Der Versuch alles "Wichtige" in 45 Minuten unterzubringen und dabei möglichst viele Epochen einzubinden führt dazu, dass Clark zum Teil bereits revidierte Forschungsmeinungen widergibt oder sie nicht in den Kontext der Zeit stellen kann. Denn eine 45-minütige Vorlesung würde die Zuschauer vermutlich langweilen und man könnte die ironische Brechung mancher Szenen nicht vollziehen - wie z.B. einen Turnvater Jahn, der als vormoderner Drillinstructor inszeniert wird. Woher die beschriebenen Bewegungen der Romantik plötzlich auftauchen und ob es Gegenbewegungen gab, wird wenn überhaupt nur ganz am Rande behandelt. Dafür erfährt man, dass die Holzindustrie in Deutschland aktuell mehr Menschen beschäftigt als die Automobilindustrie. Um ein umspannendes Narrativ zu finden, werden den ersten Menschen auf der Schwäbischen Alb bereits Eigenschaften wie Fleiß oder Pünktlichkeit zugeschrieben, was Clark mit "Schaffe, schaffe, Häusle bauen" kommentiert.

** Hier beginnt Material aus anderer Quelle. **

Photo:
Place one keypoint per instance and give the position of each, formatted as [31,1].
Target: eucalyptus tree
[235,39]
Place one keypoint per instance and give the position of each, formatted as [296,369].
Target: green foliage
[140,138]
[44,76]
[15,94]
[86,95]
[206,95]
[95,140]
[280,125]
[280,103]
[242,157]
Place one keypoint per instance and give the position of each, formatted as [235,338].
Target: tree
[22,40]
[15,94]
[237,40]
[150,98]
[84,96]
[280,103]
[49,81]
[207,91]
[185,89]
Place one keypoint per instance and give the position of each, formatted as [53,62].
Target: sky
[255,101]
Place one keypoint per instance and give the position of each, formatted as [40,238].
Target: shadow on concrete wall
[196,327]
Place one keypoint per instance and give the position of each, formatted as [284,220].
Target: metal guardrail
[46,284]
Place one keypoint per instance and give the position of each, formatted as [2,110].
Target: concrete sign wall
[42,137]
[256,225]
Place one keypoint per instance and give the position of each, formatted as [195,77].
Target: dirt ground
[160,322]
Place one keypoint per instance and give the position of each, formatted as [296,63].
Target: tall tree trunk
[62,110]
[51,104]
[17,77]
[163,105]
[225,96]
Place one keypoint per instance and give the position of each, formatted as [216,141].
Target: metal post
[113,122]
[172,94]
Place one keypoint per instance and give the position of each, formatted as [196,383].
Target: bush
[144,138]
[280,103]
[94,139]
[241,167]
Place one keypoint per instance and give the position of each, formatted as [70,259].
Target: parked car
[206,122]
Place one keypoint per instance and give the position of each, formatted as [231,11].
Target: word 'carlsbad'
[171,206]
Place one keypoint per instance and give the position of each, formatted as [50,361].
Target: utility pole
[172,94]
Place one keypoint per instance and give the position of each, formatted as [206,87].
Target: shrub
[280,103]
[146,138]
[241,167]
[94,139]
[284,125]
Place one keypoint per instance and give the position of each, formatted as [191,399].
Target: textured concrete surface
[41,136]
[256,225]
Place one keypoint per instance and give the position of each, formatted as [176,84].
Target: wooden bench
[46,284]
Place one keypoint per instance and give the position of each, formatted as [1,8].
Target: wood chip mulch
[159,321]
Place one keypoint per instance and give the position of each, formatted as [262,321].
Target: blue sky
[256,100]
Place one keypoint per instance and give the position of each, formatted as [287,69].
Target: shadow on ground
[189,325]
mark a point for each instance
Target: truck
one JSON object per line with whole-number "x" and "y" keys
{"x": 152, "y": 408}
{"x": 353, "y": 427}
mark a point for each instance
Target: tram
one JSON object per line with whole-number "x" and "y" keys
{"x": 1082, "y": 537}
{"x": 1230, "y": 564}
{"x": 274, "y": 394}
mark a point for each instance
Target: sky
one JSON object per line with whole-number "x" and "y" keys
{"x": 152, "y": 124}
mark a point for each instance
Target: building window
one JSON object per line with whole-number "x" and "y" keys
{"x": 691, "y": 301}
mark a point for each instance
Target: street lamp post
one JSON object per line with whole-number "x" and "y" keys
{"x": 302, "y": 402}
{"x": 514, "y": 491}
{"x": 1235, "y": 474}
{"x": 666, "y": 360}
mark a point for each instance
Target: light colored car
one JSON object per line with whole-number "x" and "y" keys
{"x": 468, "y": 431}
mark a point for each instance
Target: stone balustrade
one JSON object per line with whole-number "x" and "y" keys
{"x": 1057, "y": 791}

Dazu kommen die bereits angesprochenen Allgemeinplätze wie etwa, dass bereits die "alten Germanen" den Wald liebten oder dass der Rhein für die Deutschen auch heute noch mehr als ein Fluss sei. Erst in Folge drei der „Deutschland-Saga“ fragt sich Christopher Clark, ab wann man eigentlich von einem "deutschen" Staat sprechen könne. Etwa bereits ab Karl dem Großen? Das steht im Widerspruch zu der These aus Folge 1, dass das romantische Intermezzo zwischen Neandertalern und Homo Sapiens bereits den Grundstein der Deutschen (oder des Deutschen) und sogar des "europäischen" Menschens legte.

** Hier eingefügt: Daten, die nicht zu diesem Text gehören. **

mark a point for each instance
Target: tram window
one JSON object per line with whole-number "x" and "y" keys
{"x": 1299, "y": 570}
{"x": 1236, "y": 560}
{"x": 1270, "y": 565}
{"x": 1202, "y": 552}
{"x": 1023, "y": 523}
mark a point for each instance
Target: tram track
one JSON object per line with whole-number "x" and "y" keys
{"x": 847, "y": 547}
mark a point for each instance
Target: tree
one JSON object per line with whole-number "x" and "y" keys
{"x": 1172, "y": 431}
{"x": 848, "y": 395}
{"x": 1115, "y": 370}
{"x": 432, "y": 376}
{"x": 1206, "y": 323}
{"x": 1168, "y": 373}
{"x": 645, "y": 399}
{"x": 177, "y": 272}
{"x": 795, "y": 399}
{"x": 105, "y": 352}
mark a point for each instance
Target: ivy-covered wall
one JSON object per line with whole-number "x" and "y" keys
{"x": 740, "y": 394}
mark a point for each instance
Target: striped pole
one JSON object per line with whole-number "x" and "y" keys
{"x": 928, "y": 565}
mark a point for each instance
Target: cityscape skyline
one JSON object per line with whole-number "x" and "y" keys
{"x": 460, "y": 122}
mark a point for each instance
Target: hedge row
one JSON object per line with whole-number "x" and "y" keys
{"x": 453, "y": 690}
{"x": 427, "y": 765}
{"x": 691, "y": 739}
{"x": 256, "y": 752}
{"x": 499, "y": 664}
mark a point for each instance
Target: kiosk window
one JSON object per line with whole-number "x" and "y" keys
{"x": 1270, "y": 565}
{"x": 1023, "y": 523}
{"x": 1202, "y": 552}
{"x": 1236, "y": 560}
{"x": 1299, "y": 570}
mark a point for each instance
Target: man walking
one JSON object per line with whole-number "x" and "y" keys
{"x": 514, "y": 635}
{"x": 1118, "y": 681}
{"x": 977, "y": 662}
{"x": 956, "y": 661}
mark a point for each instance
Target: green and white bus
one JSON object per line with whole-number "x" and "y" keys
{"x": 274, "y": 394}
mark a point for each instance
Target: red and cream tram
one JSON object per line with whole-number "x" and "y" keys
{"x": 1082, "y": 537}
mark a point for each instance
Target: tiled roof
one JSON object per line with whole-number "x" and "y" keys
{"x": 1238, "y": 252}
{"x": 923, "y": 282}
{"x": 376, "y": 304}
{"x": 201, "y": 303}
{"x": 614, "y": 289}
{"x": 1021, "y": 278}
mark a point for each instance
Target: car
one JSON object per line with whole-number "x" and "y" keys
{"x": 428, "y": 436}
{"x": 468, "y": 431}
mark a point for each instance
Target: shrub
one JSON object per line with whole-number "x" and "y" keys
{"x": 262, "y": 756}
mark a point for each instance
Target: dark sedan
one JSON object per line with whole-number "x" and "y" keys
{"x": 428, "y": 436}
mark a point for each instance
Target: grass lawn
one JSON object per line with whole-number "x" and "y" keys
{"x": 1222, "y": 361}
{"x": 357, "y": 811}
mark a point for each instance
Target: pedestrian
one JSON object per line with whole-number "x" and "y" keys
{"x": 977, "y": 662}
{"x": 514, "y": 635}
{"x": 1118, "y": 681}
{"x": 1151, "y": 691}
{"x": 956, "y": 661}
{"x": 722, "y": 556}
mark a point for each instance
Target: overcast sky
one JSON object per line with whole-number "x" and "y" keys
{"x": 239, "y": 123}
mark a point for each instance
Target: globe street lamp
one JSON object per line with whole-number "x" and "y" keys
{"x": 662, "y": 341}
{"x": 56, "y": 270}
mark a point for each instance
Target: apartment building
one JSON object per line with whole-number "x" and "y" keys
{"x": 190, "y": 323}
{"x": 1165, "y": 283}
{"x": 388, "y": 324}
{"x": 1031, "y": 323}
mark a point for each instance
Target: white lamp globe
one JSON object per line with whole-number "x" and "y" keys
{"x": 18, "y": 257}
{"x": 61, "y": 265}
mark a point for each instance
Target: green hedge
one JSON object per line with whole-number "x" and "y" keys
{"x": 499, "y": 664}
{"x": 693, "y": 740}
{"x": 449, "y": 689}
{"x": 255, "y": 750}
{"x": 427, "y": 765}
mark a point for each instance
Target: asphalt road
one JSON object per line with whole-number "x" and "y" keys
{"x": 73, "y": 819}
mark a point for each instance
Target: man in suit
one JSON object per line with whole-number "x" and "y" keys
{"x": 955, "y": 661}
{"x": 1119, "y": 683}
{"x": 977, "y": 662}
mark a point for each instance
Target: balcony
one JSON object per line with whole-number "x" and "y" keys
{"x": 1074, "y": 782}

Clark und seiner Redaktion ist das Bemühen hoch anzurechnen, das in festen Formen erstarrte deutsche Geschichtsfernsehen mit neuen Ansätzen aufzubrechen. Durch die Form der stets präsenten, fachkundigen Moderation, durch die Fokussierung auf größere Narrative "der Deutschen" als Nation oder Nationalimagination und die häufigen thematischen Sprünge durch die Jahrtausende ist der Wille erkennbar, neue Wege der Geschichtsvermittlung zu finden. Als Pionierleistung im deutschen öffentlich-rechtlichen Rundfunk ist das anzuerkennen. Doch wie so oft machen die Pioniere in der Umsetzung ihrer ambitionierten Vorhaben Fehler von vielerlei Art. Der Humor, mit dem aus Neandertaler-Nahrung Kohlrouladen gemacht werden, soll fein wirken, ist aber oft arg banal geraten. Dass die Frage, ob und seit wann es "die Deutschen" überhaupt gibt erst in der letzten der drei Auftaktfolgen behandelt wird ist eine konzeptionelle Ungenauigkeit, die Clark in jeder Hausarbeit in Cambridge mit Rotstift bemängeln würde. Und oft wäre ein Satz weniger, der die Geschichte in die Gegenwart holen soll, die bessere Wahl gewesen. Zu den stärksten Momenten der ersten Staffel gehört Clarks Feststellung, dass ihm zum Holocaust als schlimmstem Menschheitskapitel die Worte fehlen würden - und dann lässt er die zu Ikonen der deutschen Zeitgeschichte gewordenen Bilder von Judenverfolgung und Vernichtungslagern einige Schnitte lang für sich selbst sprechen. Vielleicht ist es zu viel an Mut verlangt, die deutschen Fernsehzuschauer auch einmal mit den schon hundertfach versendeten Bildern ihrer Vergangenheit allein zu lassen, um eine individuelle Reflektion zu ermöglichen - aber wann, wenn nicht in einem der Neuartigkeit verpflichteten Format soll man es sonst einmal ausprobieren?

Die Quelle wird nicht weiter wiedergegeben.